For smaller institutions that do not have the resources to put into IT personel it probably is true. Right now smaller institutions may be better off to go the route of commercial packages if they want a completely integrated system. Here it depends upon how integrated you want it and each institution must do their own analysis to figure that out. Open source isn't a universal panacea that is going to work for everyone. Nevertheless, the better the online experience and the greater the integration the greater chance one will have to compete for the post-secondary student, whether it is with open source or commercial.

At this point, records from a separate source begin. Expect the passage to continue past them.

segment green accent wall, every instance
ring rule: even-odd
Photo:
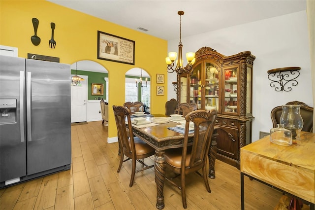
[[[75,75],[75,70],[71,70],[71,74]],[[87,71],[85,70],[77,70],[77,74],[78,75],[84,75],[89,76],[89,79],[88,80],[88,100],[94,100],[95,99],[95,97],[96,98],[102,98],[104,100],[107,100],[106,99],[106,82],[104,79],[104,77],[108,77],[108,73],[101,73],[99,72],[94,71]],[[127,78],[132,78],[134,79],[139,79],[139,76],[126,76]],[[145,80],[146,77],[143,77],[144,80]],[[150,78],[148,78],[148,81],[150,81]],[[94,96],[92,94],[91,88],[92,86],[92,83],[100,83],[104,85],[104,95],[103,96]],[[141,99],[141,88],[139,88],[139,96]]]
[[[71,74],[75,75],[75,70],[71,70]],[[88,100],[94,100],[95,97],[96,98],[102,98],[104,100],[107,100],[106,93],[106,82],[104,79],[104,77],[108,77],[108,73],[100,73],[99,72],[87,71],[85,70],[77,70],[78,75],[84,75],[89,76],[88,80]],[[104,85],[104,95],[103,96],[93,96],[92,94],[91,87],[92,83],[100,83]]]

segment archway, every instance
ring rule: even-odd
[[[81,86],[71,86],[71,123],[102,120],[100,99],[108,100],[108,71],[102,66],[92,61],[82,60],[71,65],[71,75],[85,79]],[[93,83],[103,84],[102,94],[93,95]],[[74,122],[76,121],[76,122]]]

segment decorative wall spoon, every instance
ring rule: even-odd
[[[37,46],[40,43],[40,38],[39,38],[36,35],[39,21],[37,18],[33,18],[32,19],[32,22],[33,23],[33,26],[34,27],[34,33],[35,34],[31,36],[31,40],[32,41],[32,43],[33,45],[34,45],[35,46]]]

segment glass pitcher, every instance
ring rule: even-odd
[[[283,105],[280,124],[292,132],[292,139],[300,140],[300,133],[303,127],[303,119],[300,113],[300,105]]]
[[[292,133],[284,128],[284,125],[277,124],[276,128],[270,129],[270,141],[276,144],[289,146],[292,144]]]

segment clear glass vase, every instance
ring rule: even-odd
[[[277,144],[289,146],[292,144],[292,133],[285,129],[284,125],[277,124],[270,129],[270,141]]]
[[[300,140],[300,133],[303,127],[303,119],[300,113],[300,105],[283,105],[280,124],[292,132],[292,139]]]

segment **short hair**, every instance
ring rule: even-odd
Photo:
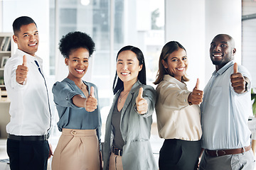
[[[177,41],[170,41],[167,42],[161,50],[159,62],[159,70],[157,72],[156,79],[154,82],[154,84],[159,84],[164,79],[164,74],[169,74],[173,76],[170,73],[164,68],[161,62],[164,60],[167,62],[168,57],[174,51],[177,51],[178,48],[181,48],[186,51],[186,49],[181,43]],[[181,81],[188,81],[189,79],[186,76],[186,74],[181,77]]]
[[[137,58],[139,60],[139,64],[142,65],[142,70],[139,72],[138,74],[138,80],[142,84],[146,85],[146,65],[145,65],[145,61],[144,57],[143,55],[142,52],[141,50],[139,50],[138,47],[132,46],[132,45],[127,45],[125,46],[117,52],[117,60],[118,58],[118,55],[121,53],[121,52],[129,50],[135,53]],[[116,71],[116,74],[114,76],[114,83],[113,83],[113,93],[115,94],[119,89],[122,89],[124,87],[124,82],[118,77],[117,72]]]
[[[60,40],[59,49],[65,58],[69,58],[72,50],[80,47],[86,48],[90,57],[95,51],[95,44],[87,34],[80,31],[68,33]]]
[[[17,33],[21,30],[21,27],[22,26],[26,26],[31,23],[35,23],[36,26],[36,22],[28,16],[20,16],[16,18],[13,23],[13,30],[14,35],[17,35]]]

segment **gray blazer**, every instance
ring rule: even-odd
[[[136,98],[139,88],[143,87],[143,98],[148,103],[148,112],[140,115],[136,110]],[[113,127],[111,118],[114,104],[119,96],[114,96],[112,106],[106,122],[106,132],[103,146],[103,169],[109,168],[110,157],[113,142]],[[120,129],[124,141],[122,162],[124,170],[156,170],[158,166],[153,156],[149,142],[152,114],[154,110],[156,94],[151,86],[143,85],[137,81],[132,87],[121,113]]]

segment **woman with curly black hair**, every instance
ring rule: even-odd
[[[100,169],[101,118],[95,84],[82,79],[95,43],[87,34],[72,32],[63,36],[60,51],[69,73],[53,87],[53,100],[62,135],[52,162],[52,169]]]

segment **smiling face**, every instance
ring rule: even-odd
[[[234,41],[228,35],[218,35],[210,43],[210,57],[217,70],[233,60],[235,53]]]
[[[68,78],[75,81],[75,79],[82,79],[85,74],[89,61],[89,52],[86,48],[80,47],[72,50],[69,58],[65,58],[65,63],[68,67]]]
[[[130,50],[121,52],[117,57],[117,72],[118,77],[124,82],[134,84],[138,79],[139,72],[142,69],[136,54]]]
[[[19,50],[35,55],[39,45],[38,31],[35,23],[22,26],[20,30],[14,35],[13,39]]]
[[[181,77],[185,75],[188,65],[186,51],[179,47],[168,56],[166,61],[162,60],[161,62],[169,74],[181,81]]]

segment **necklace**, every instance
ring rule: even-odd
[[[129,93],[129,91],[128,91],[127,92],[126,92],[126,94],[124,94],[122,97],[121,97],[121,96],[119,96],[119,103],[121,103],[122,98],[123,97],[124,97],[124,96],[125,96],[125,95],[127,95],[127,94]]]

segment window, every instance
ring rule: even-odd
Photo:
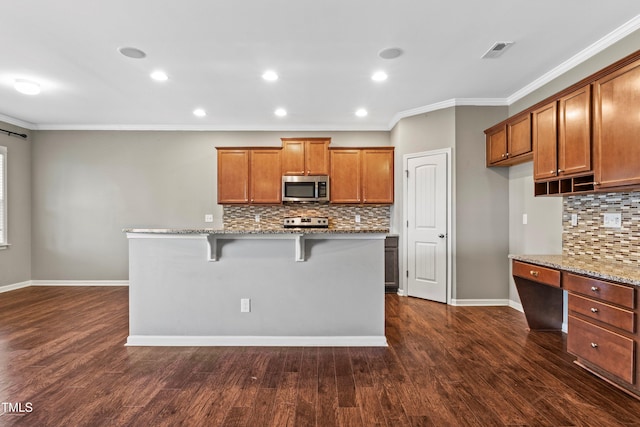
[[[7,245],[7,147],[0,147],[0,247]]]

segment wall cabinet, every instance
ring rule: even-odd
[[[330,138],[281,138],[282,175],[329,175]]]
[[[393,203],[393,147],[329,152],[332,203]]]
[[[594,83],[598,190],[640,185],[640,60]]]
[[[218,203],[279,204],[280,148],[218,148]]]
[[[532,113],[535,194],[593,191],[591,85]]]
[[[531,115],[521,114],[485,131],[487,166],[511,166],[532,158]]]

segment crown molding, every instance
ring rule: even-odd
[[[103,130],[103,131],[175,131],[175,132],[366,132],[389,131],[385,126],[330,126],[330,125],[296,125],[286,126],[228,126],[228,125],[119,125],[119,124],[42,124],[37,125],[37,130]]]
[[[16,119],[15,117],[6,116],[4,114],[0,114],[0,121],[8,123],[14,126],[20,126],[23,129],[28,130],[36,130],[38,129],[38,125],[31,122],[25,122],[24,120]]]
[[[435,104],[425,105],[423,107],[413,108],[411,110],[396,113],[389,123],[387,130],[393,129],[398,122],[404,118],[425,114],[431,111],[443,110],[451,107],[476,106],[476,107],[505,107],[509,106],[505,98],[452,98]]]
[[[628,35],[630,35],[631,33],[633,33],[638,29],[640,29],[640,15],[636,15],[634,18],[625,22],[622,26],[616,28],[615,30],[613,30],[612,32],[610,32],[600,40],[596,41],[592,45],[578,52],[571,58],[564,61],[562,64],[558,65],[557,67],[549,71],[548,73],[543,74],[536,80],[532,81],[522,89],[518,90],[517,92],[509,96],[507,98],[508,105],[511,105],[514,102],[519,101],[520,99],[529,95],[530,93],[540,89],[542,86],[551,82],[553,79],[575,68],[576,66],[588,60],[589,58],[592,58],[593,56],[602,52],[603,50],[613,45],[614,43],[619,42],[620,40],[627,37]]]

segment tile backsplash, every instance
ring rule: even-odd
[[[619,213],[621,228],[604,227]],[[571,225],[571,214],[578,224]],[[640,266],[640,192],[567,196],[562,206],[562,253]]]
[[[387,205],[326,205],[319,203],[256,206],[225,205],[224,228],[281,228],[282,221],[291,216],[329,217],[329,227],[336,229],[389,228],[391,208]],[[260,222],[256,223],[256,215]],[[360,215],[360,224],[355,216]]]

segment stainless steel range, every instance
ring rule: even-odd
[[[285,218],[284,228],[329,228],[329,218],[326,216],[296,216]]]

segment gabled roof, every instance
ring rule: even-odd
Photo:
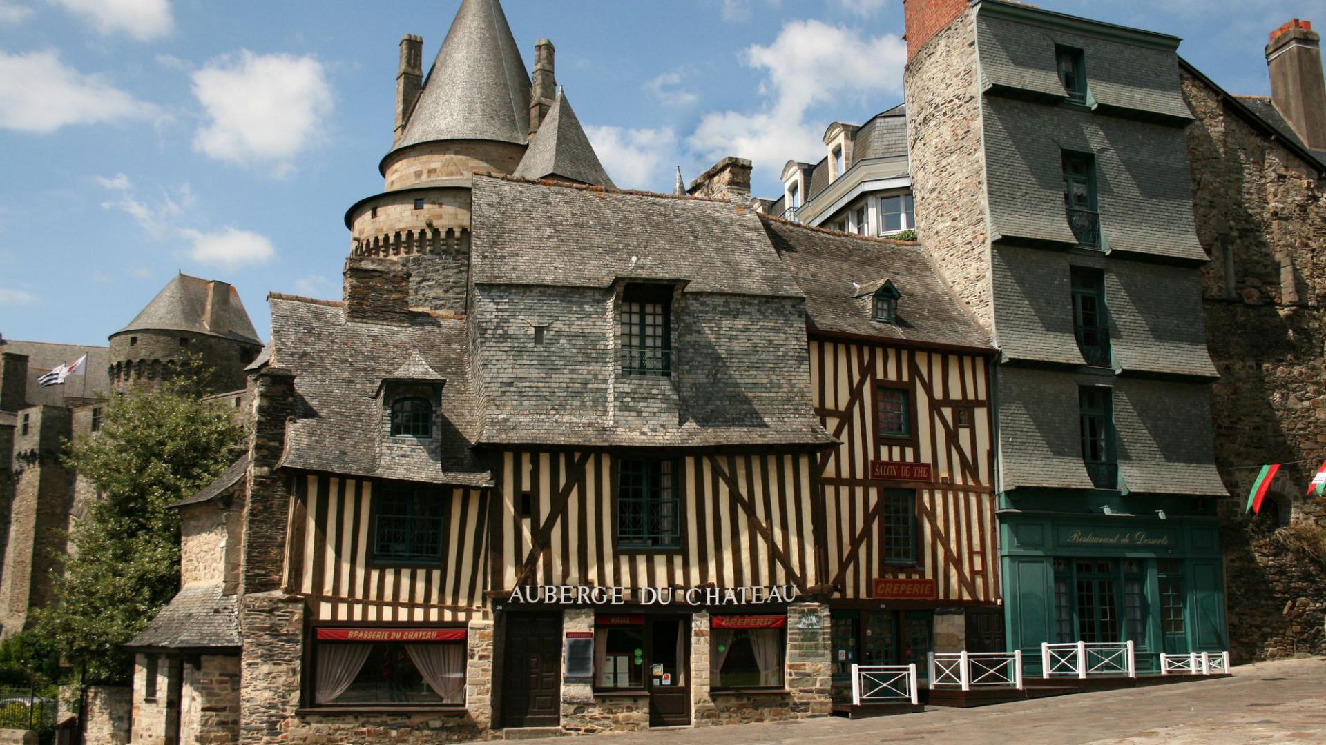
[[[524,144],[529,73],[499,0],[463,0],[392,151],[439,139]]]
[[[560,178],[614,188],[561,89],[513,175],[524,179]]]
[[[916,244],[808,228],[762,217],[778,257],[806,294],[810,333],[878,338],[914,346],[993,351]],[[902,294],[896,323],[874,321],[871,296],[892,282]]]
[[[244,312],[240,302],[240,293],[227,285],[229,292],[229,314],[225,318],[225,329],[213,331],[207,326],[207,293],[211,280],[190,277],[188,274],[175,274],[170,282],[156,293],[156,297],[143,308],[127,326],[111,334],[117,337],[126,331],[192,331],[224,339],[236,339],[261,345],[253,322]],[[225,284],[225,282],[219,282]]]

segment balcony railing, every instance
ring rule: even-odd
[[[1095,209],[1069,207],[1069,227],[1079,245],[1101,248],[1101,215]]]
[[[622,372],[627,375],[671,375],[672,350],[662,347],[622,347]]]
[[[1087,461],[1086,473],[1091,477],[1091,484],[1095,485],[1097,489],[1119,488],[1119,464],[1116,463]]]

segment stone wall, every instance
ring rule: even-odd
[[[918,1],[910,0],[908,17]],[[972,19],[965,11],[936,33],[907,64],[903,81],[916,232],[944,280],[991,331],[985,156]]]
[[[1276,522],[1326,524],[1303,496],[1326,459],[1326,201],[1315,170],[1258,131],[1187,72],[1188,127],[1207,338],[1220,372],[1212,396],[1225,517],[1229,647],[1236,660],[1326,654],[1326,571],[1272,537]],[[1285,463],[1266,516],[1241,517],[1250,465]],[[1278,513],[1278,514],[1272,514]],[[1269,525],[1266,522],[1270,522]],[[1286,612],[1288,608],[1288,612]]]

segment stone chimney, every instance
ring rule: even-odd
[[[529,134],[538,131],[544,117],[557,101],[557,76],[554,70],[556,49],[553,42],[540,38],[534,42],[534,78],[529,89]]]
[[[396,73],[396,133],[392,142],[400,142],[422,90],[423,37],[407,33],[400,37],[400,72]]]
[[[28,406],[28,355],[12,351],[0,355],[0,411]]]
[[[224,334],[231,330],[231,285],[212,280],[207,282],[207,308],[203,310],[207,330]]]
[[[1270,98],[1303,144],[1326,148],[1326,81],[1322,77],[1321,34],[1311,21],[1294,19],[1270,32],[1266,66]]]
[[[926,42],[953,23],[971,7],[971,0],[903,0],[903,23],[907,40],[907,61],[926,46]]]
[[[686,192],[691,196],[725,199],[728,201],[751,201],[751,162],[731,155],[709,166],[700,174]]]
[[[351,256],[345,262],[345,318],[363,323],[407,323],[410,272],[392,258]]]

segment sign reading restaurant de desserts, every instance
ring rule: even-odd
[[[875,598],[880,601],[934,601],[936,598],[934,579],[875,578]]]
[[[790,603],[797,599],[794,585],[747,587],[589,587],[585,585],[518,585],[508,603],[544,603],[560,606],[745,606]]]
[[[884,481],[930,481],[928,463],[907,463],[902,460],[870,461],[870,477]]]

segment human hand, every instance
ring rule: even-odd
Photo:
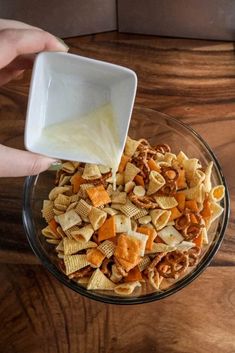
[[[36,53],[68,51],[52,34],[25,23],[0,20],[0,85],[32,67]],[[0,177],[35,175],[55,162],[54,159],[0,145]]]

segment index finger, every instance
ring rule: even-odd
[[[52,34],[39,29],[4,29],[0,31],[0,69],[17,56],[41,51],[68,51]]]

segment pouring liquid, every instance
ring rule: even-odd
[[[71,151],[73,155],[77,150],[84,158],[89,156],[90,160],[108,166],[112,170],[115,189],[116,172],[122,150],[111,104],[106,104],[79,119],[45,127],[41,133],[40,143],[44,146],[50,145],[50,149],[53,148],[54,151],[64,150],[68,153]]]

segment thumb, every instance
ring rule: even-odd
[[[0,145],[0,177],[36,175],[53,162],[55,159]]]

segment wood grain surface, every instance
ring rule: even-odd
[[[0,352],[235,353],[235,55],[233,43],[118,34],[70,38],[70,52],[134,69],[136,105],[170,114],[209,143],[231,216],[211,266],[161,302],[82,298],[39,265],[24,234],[23,178],[0,180]],[[30,73],[0,89],[0,143],[23,148]]]

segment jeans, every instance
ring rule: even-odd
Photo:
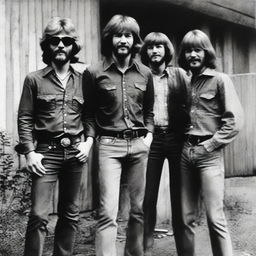
[[[126,256],[143,255],[143,198],[149,148],[142,138],[97,140],[100,206],[96,231],[96,255],[116,256],[120,179],[126,173],[131,203],[126,233]]]
[[[232,256],[232,243],[223,210],[223,150],[207,152],[203,145],[185,143],[181,157],[182,251],[195,255],[195,219],[200,193],[206,209],[213,256]]]
[[[51,148],[39,144],[37,152],[44,155],[46,174],[32,176],[32,208],[28,220],[24,256],[41,256],[47,234],[48,214],[53,190],[59,181],[58,221],[54,235],[54,256],[70,256],[73,252],[79,219],[79,192],[84,164],[74,156],[75,148]]]
[[[153,247],[153,233],[156,225],[156,205],[164,160],[169,163],[172,225],[176,246],[179,243],[181,224],[180,211],[180,156],[183,140],[172,132],[155,133],[150,147],[146,191],[144,198],[144,250]]]

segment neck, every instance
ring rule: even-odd
[[[153,74],[155,75],[162,75],[164,70],[166,69],[166,65],[163,62],[161,65],[154,65],[153,63],[149,63],[149,67]]]
[[[66,74],[70,68],[70,62],[66,62],[64,65],[56,65],[56,63],[52,62],[52,67],[57,74]]]
[[[128,56],[122,58],[122,57],[117,57],[115,54],[112,54],[112,58],[114,59],[117,68],[121,71],[121,72],[125,72],[126,69],[129,67],[130,64],[130,60],[131,60],[131,54],[129,54]]]
[[[191,69],[192,76],[198,76],[205,71],[206,67],[202,67],[201,69]]]

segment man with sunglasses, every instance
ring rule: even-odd
[[[82,171],[93,142],[84,115],[82,76],[70,63],[81,49],[70,19],[53,18],[41,39],[44,69],[28,74],[18,111],[19,145],[32,174],[32,209],[25,256],[40,256],[58,180],[58,221],[53,255],[72,255],[79,218]]]

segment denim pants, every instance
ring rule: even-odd
[[[24,256],[41,256],[47,234],[48,214],[53,191],[59,181],[58,221],[54,235],[54,256],[70,256],[73,252],[79,219],[79,192],[84,164],[74,156],[78,150],[51,148],[40,144],[37,152],[44,155],[46,174],[32,176],[31,203]]]
[[[199,196],[202,196],[213,256],[232,256],[232,243],[223,210],[223,149],[207,152],[202,145],[185,143],[181,157],[182,251],[195,255],[195,226]]]
[[[96,231],[96,255],[116,256],[117,213],[120,180],[126,173],[131,203],[125,256],[143,256],[143,198],[149,148],[142,138],[97,140],[100,206]],[[119,256],[119,255],[118,255]]]
[[[153,233],[156,225],[156,205],[164,160],[169,163],[172,225],[176,245],[179,243],[181,224],[180,211],[180,156],[183,140],[173,132],[154,133],[150,147],[146,191],[144,198],[144,250],[153,247]]]

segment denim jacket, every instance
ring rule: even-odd
[[[243,125],[243,110],[228,75],[207,68],[191,81],[191,125],[187,134],[212,135],[207,151],[230,143]]]
[[[18,110],[19,153],[35,150],[34,141],[40,133],[77,135],[84,129],[87,133],[82,75],[73,68],[70,71],[66,89],[50,66],[26,76]]]
[[[96,133],[146,129],[153,131],[154,88],[150,70],[133,60],[125,73],[113,60],[89,67],[83,75],[87,116],[95,117]],[[96,129],[96,130],[95,130]]]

"...surely this points toward an unhappy future in which the quality of higher education is significantly degraded. In most people's experience human interaction online in asynchronous forums is quite time consuming even with small classes. So large class will have to forego what we usually think of as an essential contribution teachers have always made to the learning experience, namely, human interaction between students and teachers."
Actually I look at it differently. Large universities have always delivered certain courses in large class format; frequently introductory courses of one type or another, though large class format does not suit itself to all introductory courses. When I was an undergrad in the 60's at the University of Western Ontario I took physics, chemistry and biology in large class format, 300 to 500 students per theatre. And in chemistry, there were a total of 3 theatres. The research done on these classes does not indicate that the learning experience is degraded because of the large size. These large classes are frequently used by disciplines to offset upper division courses that have small sizes. Thus, the larger classes enabling efficient utilization rates for the disicpline, even though they do have some small class sizes.
As well, LMS courseware is significantly enhancing these large courses. I was at a conference this summer where a vice-president from Perdue University discussed how they were using WebCT Vista to track students, especially in large classes though not only large classes. Through the tracking feature of WebCT they were developing strategies for intervening on students who were not displaying the level of participation normally required to be successful in the course. They were using the tracking feature of Vista to attempt to improve retention rates. In these large courses before LMS software this information would never have been determined until way too late. There also can be far greater interaction both with the prof and with fellow students if the functions of the LMS package are setup and incorporated appropriately. So, LMS software is improving the educational experience in large classes.
I guess the basic point is that one size does not fit all. Open Source may work for some institutions but for others commercial packages may be a better solution. And, open source does not come free.